Maybe the irony is stinging. Facebook announced last week that it will in fact move its corporate headquarters to Sun’s old facility in Menlo Park (Sun having been swallowed by the Oracle whale). This is Facebook’s second move in the last two years and they have now leased a 1-million-square-foot campus. Google has announced a big addition as well, introducing a new campus in San Francisco to help alleviate long commutes. Google has also experienced a record 75,000 job applications over the last week, and they expect to grow more than 30,000 employees by 2012 (Dow Jones).

It is software technology that is driving this growth. Eric Schmidt, CEO of Google, claims that more than 300,000 Android devices are being activated everyday, requiring more engineers and sales people to keep up with the high demand. “This will be our biggest hiring year ever,” said Jordan Newman (a Google company spokesman). Note — FirstRain is currently hiring in California and India.

Growth Industries:

Sadly I think Nokia is trying to get back to growth by partnering with Microsoft for their phone OS but my personal opinion is they just killed what was once a great phone provider. Microsoft may gain – they are trying to make the new Windows Phone 7 a success – and they are hooking up with Nokia’s strong hardware but I doubt the combination will compete. But they are not the only ones focusing on Valley software innovation. Their old competitor, Sony Ericsson, is shifting resources from its headquarters in Sweden to Silicon Valley in order to keep up with the shifting increase from hardware to software demands in the mobile phone industry.

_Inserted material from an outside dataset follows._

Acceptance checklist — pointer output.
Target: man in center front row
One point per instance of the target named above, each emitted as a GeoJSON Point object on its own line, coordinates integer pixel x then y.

I think Scott is just plain wrong, or certainly colored by his predominantly hardware background. He believes that Silicon Valley is “not the best place in the world to start a company,” but the evidence in the software world is to the contrary. Maybe it’s just his personal preference, but as Senator Mark Warner of Virginia correctly claims, the Internet and social networking have been “one of the rare areas of growth in the U.S. economy” in a decade that didn’t spur much innovation.

As for “green” technology not being able to make up for lost jobs that is certainly true in the short term, as it typically takes a full generation for a new industry to take effect. However, the key to the Silicon Valley economy is now software innovation, and we’re excited to be a part of it.